The whole CodeSymbol object is not embedded directly — it is first serialized into a single text string, and that string is what the embedding model sees. One symbol produces one string, which produces one vector: an array of floating-point numbers (e.g. 768 or 3072 floats depending on the provider). The CodeSymbol fields that carry meaning go into that string. It starts with a human-readable preamble that names the language, symbol type, parent class, and owning service, then layers in framework-specific metadata — Spring stereotypes, HTTP method and route, annotations — followed by a truncated docstring and the full signature. Finally, the raw source body is appended. The goal is to give the embedding model everything it would need to understand the symbol’s role, not just its implementation.
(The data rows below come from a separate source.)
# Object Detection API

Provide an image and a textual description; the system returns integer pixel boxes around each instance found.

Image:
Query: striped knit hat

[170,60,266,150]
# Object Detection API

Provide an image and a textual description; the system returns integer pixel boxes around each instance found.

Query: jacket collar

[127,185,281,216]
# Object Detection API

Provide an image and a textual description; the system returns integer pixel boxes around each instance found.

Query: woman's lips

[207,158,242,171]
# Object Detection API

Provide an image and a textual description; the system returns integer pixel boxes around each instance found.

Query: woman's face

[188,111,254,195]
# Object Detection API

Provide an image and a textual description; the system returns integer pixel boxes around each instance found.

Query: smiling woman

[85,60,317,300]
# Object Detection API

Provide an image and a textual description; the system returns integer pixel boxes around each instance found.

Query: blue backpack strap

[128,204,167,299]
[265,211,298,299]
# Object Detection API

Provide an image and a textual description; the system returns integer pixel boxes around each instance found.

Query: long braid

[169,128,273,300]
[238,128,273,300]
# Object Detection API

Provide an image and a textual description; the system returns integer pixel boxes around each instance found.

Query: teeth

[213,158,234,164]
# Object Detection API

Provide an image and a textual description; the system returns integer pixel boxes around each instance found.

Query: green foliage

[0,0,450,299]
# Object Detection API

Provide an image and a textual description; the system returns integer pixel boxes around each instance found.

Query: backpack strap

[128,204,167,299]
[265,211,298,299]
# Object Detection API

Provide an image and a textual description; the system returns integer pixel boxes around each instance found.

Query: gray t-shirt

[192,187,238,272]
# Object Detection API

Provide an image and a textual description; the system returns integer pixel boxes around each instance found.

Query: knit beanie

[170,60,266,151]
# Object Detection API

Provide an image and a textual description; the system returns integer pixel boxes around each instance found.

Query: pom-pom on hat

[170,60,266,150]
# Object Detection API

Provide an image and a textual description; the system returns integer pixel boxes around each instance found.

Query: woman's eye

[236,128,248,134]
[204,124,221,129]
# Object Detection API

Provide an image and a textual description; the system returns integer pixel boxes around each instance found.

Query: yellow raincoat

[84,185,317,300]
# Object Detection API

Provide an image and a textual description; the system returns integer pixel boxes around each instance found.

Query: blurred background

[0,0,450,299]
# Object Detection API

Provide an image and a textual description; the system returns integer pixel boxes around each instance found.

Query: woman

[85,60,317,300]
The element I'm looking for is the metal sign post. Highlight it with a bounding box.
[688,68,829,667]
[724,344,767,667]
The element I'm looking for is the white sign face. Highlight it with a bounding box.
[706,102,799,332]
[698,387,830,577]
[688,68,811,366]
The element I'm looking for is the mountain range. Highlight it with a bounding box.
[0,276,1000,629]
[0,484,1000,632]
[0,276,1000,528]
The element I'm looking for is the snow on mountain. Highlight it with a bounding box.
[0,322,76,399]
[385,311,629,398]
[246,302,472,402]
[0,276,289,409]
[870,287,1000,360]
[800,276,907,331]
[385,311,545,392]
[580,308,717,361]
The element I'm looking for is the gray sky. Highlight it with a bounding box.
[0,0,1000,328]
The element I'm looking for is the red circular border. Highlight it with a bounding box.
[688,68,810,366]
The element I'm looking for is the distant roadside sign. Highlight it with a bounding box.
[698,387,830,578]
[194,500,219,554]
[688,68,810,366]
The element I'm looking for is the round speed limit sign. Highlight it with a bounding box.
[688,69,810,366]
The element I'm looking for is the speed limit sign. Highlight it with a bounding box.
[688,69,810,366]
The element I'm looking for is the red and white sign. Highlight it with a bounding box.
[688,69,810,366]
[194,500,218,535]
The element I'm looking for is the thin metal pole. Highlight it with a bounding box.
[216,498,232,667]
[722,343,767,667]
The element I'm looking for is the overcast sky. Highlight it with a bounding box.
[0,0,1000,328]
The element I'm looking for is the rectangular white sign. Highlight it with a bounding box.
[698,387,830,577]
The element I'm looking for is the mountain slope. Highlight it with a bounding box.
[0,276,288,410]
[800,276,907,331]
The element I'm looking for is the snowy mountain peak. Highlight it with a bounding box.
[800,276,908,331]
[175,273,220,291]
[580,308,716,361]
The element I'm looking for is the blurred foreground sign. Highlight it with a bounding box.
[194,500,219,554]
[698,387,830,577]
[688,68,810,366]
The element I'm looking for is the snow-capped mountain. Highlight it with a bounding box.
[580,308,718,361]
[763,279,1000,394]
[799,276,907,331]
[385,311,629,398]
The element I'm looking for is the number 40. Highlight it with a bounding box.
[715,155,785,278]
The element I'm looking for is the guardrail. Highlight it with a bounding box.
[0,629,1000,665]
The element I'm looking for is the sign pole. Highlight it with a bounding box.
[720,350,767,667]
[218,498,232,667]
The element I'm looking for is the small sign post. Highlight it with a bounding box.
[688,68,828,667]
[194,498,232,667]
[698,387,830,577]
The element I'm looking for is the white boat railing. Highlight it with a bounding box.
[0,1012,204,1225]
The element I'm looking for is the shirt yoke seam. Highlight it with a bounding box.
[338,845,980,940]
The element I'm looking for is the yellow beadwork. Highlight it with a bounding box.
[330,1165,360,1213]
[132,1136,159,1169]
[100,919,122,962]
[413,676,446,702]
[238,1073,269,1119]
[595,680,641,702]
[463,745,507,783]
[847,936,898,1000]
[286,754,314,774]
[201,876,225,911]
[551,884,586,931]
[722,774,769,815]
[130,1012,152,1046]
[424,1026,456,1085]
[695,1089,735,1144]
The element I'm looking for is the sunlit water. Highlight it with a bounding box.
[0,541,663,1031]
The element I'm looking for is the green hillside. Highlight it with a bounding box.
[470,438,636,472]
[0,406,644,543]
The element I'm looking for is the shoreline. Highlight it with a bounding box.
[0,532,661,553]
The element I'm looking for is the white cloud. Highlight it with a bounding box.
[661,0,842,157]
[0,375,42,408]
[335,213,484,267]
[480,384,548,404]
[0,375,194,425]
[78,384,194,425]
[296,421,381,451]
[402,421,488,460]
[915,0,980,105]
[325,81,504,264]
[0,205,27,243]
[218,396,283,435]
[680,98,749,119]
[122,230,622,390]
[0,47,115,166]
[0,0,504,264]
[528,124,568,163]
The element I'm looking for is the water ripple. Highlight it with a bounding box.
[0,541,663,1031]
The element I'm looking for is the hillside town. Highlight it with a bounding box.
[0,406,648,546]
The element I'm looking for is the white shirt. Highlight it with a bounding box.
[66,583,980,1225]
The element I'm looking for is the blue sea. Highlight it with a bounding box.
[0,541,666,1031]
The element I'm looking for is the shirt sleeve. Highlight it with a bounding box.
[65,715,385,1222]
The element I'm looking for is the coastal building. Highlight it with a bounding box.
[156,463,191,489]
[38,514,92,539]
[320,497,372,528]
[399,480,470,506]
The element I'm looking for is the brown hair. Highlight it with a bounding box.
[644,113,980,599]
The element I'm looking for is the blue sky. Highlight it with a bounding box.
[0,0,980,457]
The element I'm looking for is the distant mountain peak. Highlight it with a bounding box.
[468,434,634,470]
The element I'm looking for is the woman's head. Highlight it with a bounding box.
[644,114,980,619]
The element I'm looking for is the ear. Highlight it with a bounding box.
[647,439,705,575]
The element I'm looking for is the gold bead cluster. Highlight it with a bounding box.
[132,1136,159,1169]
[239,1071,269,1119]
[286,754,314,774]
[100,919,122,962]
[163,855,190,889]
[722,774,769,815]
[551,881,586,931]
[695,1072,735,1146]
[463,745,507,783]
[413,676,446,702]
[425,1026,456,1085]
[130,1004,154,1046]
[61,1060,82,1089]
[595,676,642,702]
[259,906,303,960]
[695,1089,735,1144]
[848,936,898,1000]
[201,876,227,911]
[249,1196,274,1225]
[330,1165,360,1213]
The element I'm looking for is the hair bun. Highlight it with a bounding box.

Putting it together, the list_users symbol from earlier serializes into a single string like this:

 1
 2
 3
 4
 5
 6
 7
 8
 9
10


Python api route `list_users` (service: auth-service)
Package/module: auth-service.routers.users
HTTP endpoint: GET /users
Annotations: @app.get("/users")
Return all users.

async def list_users(db: Session) -> list[User]
async def list_users(db: Session) -> list[User]:
    """Return all users."""
    return db.query(User).all()

Everything above the blank line is the metadata preamble plus the (delimiter-stripped) docstring; below it sit the signature and then the full source body. That entire block is what becomes one dense vector. Notice the signature appears twice — once on its own line as structured metadata, and again as the first line of the raw source. The fields that are useful for displaying results (like start_line, end_line, file_path, signature, source) or filtering them (like service) are stored separately as the Qdrant payload — they sit next to the vector but are never embedded.

How does semcode build the sparse input?

Building BM25 text input is minimal — it concatenates only the signature, docstring, and raw source, with no metadata. It splits camelCase and snake_case identifiers into their component words while keeping the original form alongside. A token like PlaceOrderRequest becomes Place Order Request — so BM25 can match the exact identifier and a natural-language query like “place order request” that doesn’t use the original casing.

Why does sparse matter when the dense input is already rich? Dense embeddings excel at intent — a query like “find the method that retries payments” can surface retryWithBackoff even if no query word appears in the source — but that power trades precision for meaning, and rare or project-specific identifiers like PlaceOrderRequest get smoothed toward neighboring concepts in the model’s vector space. BM25 fills exactly that gap: it matches tokens literally with no compression, and semcode’s code-aware tokenization splits PlaceOrderRequest into Place Order Request alongside the original, so it handles both exact identifier lookups and natural-language queries that dense alone would miss.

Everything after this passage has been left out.